Opinion
No. 04-07-00300-CV
Delivered and Filed: February 13, 2008.
Appealed from the County Court at Law No. 5, Bexar County, Texas, Trial Court No. 320653, Honorable Irene Rios, Judge Presiding.
REVERSED AND REMANDED.
Sitting: CATHERINE STONE, Justice, SANDEE BRYAN MARION, Justice, PHYLIS J. SPEEDLIN, Justice.
MEMORANDUM OPINION
Luberta Silgero appeals the trial court's summary judgment granted in favor of River City Care Center in a bill of review proceeding seeking to set aside a default judgment. Although Silgero presents numerous issues in her brief, her basic contentions are: (1) the trial court erred in striking an affidavit that corroborated her testimony regarding absence of service; (2) River City failed to address Silgero's supplemental claims; and (3) River City failed to conclusively establish proper service. We agree that the trial court erred in striking the additional affidavit Silgero submitted to corroborate her testimony on the issue of absence of service. Therefore, we reverse the trial court's judgment and remand the cause to the trial court for further proceedings.

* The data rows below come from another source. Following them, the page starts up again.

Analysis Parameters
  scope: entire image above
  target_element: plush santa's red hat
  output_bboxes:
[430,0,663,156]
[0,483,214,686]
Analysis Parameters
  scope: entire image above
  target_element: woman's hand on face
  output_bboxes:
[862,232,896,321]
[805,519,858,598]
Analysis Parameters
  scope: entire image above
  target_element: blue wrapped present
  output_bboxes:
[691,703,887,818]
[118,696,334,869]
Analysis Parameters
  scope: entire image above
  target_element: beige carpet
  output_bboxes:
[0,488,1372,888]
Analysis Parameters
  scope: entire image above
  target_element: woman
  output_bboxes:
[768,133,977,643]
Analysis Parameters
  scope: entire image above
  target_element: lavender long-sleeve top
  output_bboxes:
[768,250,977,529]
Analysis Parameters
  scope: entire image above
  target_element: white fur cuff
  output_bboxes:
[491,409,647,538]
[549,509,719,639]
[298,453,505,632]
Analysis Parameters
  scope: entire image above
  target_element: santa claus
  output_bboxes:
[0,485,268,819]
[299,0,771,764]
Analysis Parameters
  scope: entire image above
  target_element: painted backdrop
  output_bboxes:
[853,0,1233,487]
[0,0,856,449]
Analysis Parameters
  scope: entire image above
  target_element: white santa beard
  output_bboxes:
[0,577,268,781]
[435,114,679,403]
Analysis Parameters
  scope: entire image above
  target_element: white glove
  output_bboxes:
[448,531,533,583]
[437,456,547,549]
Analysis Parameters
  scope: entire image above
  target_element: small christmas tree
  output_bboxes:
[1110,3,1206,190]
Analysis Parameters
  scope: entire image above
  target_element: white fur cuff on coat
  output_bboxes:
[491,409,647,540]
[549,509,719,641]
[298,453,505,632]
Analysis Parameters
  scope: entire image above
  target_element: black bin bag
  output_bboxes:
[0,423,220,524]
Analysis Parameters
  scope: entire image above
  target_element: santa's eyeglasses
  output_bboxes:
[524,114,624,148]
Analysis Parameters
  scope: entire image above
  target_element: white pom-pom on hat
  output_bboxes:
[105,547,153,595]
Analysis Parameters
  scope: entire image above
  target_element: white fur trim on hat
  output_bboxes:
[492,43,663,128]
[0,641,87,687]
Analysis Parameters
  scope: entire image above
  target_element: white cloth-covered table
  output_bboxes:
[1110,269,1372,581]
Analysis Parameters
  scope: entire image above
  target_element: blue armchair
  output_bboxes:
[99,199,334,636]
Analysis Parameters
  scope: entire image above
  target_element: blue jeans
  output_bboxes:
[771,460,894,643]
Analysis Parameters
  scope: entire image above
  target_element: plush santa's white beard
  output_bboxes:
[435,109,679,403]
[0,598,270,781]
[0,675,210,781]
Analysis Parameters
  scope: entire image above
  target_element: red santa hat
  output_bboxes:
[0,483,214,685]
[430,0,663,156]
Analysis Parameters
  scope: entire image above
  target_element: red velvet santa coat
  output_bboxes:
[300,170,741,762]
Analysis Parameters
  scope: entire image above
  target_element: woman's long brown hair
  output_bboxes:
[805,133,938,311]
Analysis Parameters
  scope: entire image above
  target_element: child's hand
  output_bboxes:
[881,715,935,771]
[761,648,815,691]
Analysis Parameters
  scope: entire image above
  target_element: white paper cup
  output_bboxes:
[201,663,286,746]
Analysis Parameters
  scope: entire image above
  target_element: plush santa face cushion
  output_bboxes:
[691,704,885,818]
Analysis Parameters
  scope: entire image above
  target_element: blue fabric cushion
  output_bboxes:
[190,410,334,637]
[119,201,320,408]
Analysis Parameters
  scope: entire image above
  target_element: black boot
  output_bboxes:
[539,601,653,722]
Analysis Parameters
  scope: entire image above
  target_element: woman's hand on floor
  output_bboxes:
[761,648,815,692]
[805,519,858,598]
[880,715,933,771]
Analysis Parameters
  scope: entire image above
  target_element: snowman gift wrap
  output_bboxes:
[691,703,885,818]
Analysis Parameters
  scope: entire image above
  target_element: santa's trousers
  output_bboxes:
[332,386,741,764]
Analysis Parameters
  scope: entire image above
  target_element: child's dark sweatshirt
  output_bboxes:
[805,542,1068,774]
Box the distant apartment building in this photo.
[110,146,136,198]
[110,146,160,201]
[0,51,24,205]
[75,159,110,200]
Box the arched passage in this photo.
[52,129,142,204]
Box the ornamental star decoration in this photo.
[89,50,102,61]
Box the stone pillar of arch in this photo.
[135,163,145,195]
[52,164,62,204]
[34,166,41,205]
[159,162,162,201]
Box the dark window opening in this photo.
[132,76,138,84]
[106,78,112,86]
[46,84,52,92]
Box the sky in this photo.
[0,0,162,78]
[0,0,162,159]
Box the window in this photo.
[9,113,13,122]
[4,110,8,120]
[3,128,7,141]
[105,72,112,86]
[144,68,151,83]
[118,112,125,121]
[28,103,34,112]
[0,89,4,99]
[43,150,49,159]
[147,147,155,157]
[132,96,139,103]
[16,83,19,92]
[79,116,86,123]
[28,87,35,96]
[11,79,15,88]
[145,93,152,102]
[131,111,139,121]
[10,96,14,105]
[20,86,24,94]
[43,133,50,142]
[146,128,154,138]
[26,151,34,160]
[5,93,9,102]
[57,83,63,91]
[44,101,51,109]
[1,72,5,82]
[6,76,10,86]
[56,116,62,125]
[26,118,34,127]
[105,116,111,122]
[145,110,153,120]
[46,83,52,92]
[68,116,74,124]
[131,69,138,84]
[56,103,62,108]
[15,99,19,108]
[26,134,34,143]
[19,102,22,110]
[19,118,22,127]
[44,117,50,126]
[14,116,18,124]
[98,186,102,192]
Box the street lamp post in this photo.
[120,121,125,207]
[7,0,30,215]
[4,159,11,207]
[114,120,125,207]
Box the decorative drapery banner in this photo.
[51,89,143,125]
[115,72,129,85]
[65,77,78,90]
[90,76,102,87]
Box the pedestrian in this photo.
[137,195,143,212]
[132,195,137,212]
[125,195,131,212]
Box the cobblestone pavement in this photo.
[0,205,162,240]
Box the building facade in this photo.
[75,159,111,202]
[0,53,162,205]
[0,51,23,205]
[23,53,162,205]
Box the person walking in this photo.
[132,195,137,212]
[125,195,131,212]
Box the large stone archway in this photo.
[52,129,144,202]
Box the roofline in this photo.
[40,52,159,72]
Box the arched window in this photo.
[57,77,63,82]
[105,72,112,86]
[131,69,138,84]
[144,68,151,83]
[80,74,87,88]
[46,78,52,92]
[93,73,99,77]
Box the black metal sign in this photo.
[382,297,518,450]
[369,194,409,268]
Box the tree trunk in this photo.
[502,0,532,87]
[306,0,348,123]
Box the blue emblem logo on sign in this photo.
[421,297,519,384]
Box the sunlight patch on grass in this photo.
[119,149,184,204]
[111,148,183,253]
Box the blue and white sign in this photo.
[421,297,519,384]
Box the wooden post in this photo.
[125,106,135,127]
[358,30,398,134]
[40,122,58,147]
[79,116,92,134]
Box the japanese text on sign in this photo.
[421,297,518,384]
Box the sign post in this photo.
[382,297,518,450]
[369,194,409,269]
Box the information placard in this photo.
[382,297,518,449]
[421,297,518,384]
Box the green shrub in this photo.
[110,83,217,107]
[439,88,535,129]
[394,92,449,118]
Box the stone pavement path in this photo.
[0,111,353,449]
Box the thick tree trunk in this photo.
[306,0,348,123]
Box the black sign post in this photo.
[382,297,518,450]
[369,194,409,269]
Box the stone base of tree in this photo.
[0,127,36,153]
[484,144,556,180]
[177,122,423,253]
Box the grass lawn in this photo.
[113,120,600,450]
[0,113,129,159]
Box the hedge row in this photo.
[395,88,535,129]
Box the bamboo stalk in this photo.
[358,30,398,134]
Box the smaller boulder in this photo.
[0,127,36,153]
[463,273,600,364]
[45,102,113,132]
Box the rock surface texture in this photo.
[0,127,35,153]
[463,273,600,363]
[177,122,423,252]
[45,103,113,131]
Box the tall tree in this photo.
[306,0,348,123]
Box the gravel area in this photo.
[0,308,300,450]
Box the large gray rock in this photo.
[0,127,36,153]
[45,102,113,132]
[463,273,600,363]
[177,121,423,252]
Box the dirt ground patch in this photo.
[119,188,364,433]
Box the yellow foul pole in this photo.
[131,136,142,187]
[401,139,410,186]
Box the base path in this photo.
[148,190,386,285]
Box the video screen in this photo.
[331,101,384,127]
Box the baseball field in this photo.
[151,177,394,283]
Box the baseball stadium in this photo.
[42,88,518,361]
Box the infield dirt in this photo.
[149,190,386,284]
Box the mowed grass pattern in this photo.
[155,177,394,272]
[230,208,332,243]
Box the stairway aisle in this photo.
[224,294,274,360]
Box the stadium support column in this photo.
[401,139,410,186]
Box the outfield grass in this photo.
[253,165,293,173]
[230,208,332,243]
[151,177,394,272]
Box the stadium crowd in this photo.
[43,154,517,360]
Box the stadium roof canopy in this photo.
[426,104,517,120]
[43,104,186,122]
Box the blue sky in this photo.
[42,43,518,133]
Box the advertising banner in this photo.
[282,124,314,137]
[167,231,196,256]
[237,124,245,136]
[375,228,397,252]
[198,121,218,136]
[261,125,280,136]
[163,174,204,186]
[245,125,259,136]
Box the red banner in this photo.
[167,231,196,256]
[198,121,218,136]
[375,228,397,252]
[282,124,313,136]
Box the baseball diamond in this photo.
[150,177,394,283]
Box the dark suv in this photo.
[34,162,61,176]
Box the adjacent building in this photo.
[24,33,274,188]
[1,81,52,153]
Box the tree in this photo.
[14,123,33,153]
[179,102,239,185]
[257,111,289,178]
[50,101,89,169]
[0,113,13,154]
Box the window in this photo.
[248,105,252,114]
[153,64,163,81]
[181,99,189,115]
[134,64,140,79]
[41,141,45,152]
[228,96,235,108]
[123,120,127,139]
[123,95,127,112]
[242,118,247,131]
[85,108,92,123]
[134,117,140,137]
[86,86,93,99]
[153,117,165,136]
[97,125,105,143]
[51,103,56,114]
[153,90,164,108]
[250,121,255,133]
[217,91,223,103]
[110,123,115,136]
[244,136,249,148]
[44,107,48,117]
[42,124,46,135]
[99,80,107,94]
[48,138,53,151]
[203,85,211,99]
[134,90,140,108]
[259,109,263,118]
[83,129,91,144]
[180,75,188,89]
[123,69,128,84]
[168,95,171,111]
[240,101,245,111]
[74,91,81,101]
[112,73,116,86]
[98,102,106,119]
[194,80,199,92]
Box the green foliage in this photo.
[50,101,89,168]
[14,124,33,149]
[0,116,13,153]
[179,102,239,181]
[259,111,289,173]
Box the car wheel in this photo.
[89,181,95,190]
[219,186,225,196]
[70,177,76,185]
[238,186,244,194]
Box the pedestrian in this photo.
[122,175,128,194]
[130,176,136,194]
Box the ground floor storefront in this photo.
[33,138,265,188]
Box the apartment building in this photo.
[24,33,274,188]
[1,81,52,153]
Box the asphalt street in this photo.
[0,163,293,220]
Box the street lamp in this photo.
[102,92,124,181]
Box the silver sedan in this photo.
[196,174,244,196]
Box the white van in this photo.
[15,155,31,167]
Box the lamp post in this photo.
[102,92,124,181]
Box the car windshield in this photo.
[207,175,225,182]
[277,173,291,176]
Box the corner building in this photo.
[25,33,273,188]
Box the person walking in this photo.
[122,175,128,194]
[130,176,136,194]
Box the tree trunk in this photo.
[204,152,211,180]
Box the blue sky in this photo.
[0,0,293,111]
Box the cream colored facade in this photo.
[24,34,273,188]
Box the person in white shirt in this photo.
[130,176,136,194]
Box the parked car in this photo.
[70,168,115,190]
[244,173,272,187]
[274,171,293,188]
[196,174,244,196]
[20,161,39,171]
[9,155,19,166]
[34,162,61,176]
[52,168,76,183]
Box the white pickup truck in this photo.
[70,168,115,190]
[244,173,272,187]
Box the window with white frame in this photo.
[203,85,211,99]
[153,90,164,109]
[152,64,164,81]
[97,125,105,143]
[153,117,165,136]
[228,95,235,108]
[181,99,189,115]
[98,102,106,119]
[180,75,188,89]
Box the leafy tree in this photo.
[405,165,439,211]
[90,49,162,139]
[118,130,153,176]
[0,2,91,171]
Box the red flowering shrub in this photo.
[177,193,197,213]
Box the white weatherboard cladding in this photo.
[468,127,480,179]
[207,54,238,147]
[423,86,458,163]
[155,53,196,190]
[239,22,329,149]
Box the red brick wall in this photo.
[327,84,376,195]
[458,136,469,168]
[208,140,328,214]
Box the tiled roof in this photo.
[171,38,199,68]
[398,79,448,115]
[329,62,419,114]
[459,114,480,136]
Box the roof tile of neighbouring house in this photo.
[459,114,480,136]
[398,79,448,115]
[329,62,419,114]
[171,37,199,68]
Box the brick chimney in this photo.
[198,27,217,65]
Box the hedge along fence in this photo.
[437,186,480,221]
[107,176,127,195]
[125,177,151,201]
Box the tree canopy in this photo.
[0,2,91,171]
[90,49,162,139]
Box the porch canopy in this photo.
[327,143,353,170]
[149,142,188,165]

A bill of review is an equitable proceeding brought by a party seeking to set aside a prior judgment that is no longer subject to challenge by a motion for new trial or appeal. Caldwell v. Barnes, 154 S.W.3d 93, 96 (Tex. 2004). Bill of review plaintiffs must ordinarily plead and prove (1) a meritorious defense to the underlying cause of action, (2) which the plaintiffs were prevented from making by the fraud, accident or wrongful act of the opposing party or official mistake, (3) unmixed with any fault or negligence on their own part. Id. Bill of review plaintiffs claiming non-service, however, are relieved of establishing the first two elements, and proof of non-service conclusively establishes the third element. Id. at 96-97.
Silgero's initial bill of review petition claimed non-service. Attached to River City's motion for summary judgment, however, is the citation and officer's return stating Silgero was personally served. In addition, River City attached the affidavit of the officer who stated that he personally served Silgero with citation. Although the law makes no presumptions favoring validity of service in an attack on a default judgment, an officer's return is prima facie evidence of the facts recited therein. Primate Const., Inc. v. Silver, 884 S.W.2d 151, 152-53 (Tex. 1994); Garza v. Attorney Gen., 166 S.W.3d 799, 811 (Tex.App.-Corpus Christi 2005, no pet.). Recitations in the return of service carry so much weight that they cannot be rebutted by the uncorroborated proof of the moving party. Primate Const., Inc., 884 S.W.3d at 152; Garza, 166 S.W.3d at 811.
In response to River City's motion, Silgero submitted her affidavit stating that she was never personally served. Because the recitations in the return of service cannot be rebutted by her uncorroborated statement, Silgero also submitted an affidavit from her son, Lawrence Howard, in which he stated, "On March 21, 2006, I was at BINGO with LUBERTA SILGERO between 6:00 PM to 9:00 PM." The trial court sustained River City's objection to Howard's affidavit as being ambiguous.
Howard's affidavit, however, is not ambiguous. Howard's statement that Silgero was "at BINGO" denotes that Silgero was at some location other than her home at the time the officer stated he personally served her. The phrase "at BINGO" is not reasonably susceptible to more than one interpretation as suggested by River City, as it refers to an exclusive location. Because Howard's affidavit contains allegations that are direct and unequivocal, and perjury can be assigned upon them, see Brownlee v. Brownlee, 665 S.W.2d 111, 112 (Tex. 1984); Llopa, Inc. v. Nagel, 956 S.W.2d 82, 86-87 (Tex.App.-San Antonio 1997, pet. denied), we conclude the trial court erred in sustaining River City's objection to Howard's affidavit.
Howard's affidavit sufficiently corroborates Silgero's statement on the absence of personal service; therefore, we hold Silgero has satisfied her burden to come forward with competent controverting evidence to raise a material fact issue to preclude summary judgment. See Warren v. Warren Equip. Co., 189 S.W.3d 324, 327 (Tex.App.-Eastland 2006, no pet.) (noting non-movant has burden to come forward with competent controverting evidence to raise fact issue once movant produces sufficient evidence to establish right to judgment). Accordingly, we sustain Silgero's first complaint, and we reverse the judgment of the trial court and remand the cause to the trial court for further proceedings. Because Silgero's first issue is dispositive of her appeal, we need not discuss Silgero's remaining contentions.